At some point before the late 16th century the Hims district was converted to the Jewish quarter (Mellah) of the city. One of the three Jewish cemeteries was established inside the gate to the northwest (on the site of the current Place des Alaouites), while another cemetery (the current remaining Jewish Cemetery) was established much later to the east. Most likely during the Saadian period, a bastion known as Borj al-Mahres was constructed just south of Bab al-Amer, to serve as a defensive fortification at the southwest corner of the city. The bastion was later demolished, along with some the surrounding ramparts, on the orders of the governor Hamdoun er-Rusi, appointed by Sultan Moulay Abdallah during his first reign (1729–1734), during a period of unrest and repression.

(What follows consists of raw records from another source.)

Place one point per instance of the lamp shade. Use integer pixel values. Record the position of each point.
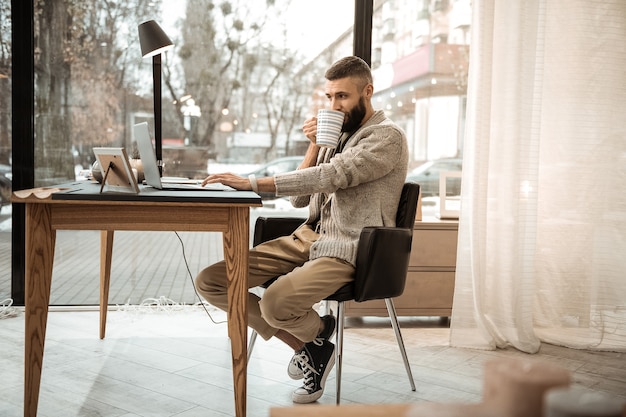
(152, 39)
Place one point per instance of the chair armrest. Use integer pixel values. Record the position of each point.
(382, 262)
(268, 228)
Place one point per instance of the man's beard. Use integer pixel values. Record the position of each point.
(354, 117)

After the installation of the French Protectorate in 1912, major changes were made to the area. As the French administration judged the gate too narrow and inconvenient for traffic, they demolished the nearby aqueduct and much of the surrounding wall in order to build the main road that now passes next to it. They also created a vast open square on the site of the former Jewish cemetery to the northwest which became known as Place du Commerce and which is now known as Place des Alaouites. In the late 1960s and early 1970s, King Hassan II ordered the creation of a new entrance to the Royal Palace (Dar al-Makhzen) from Place des Alaouites, at which time the now famous gates of the palace were constructed here.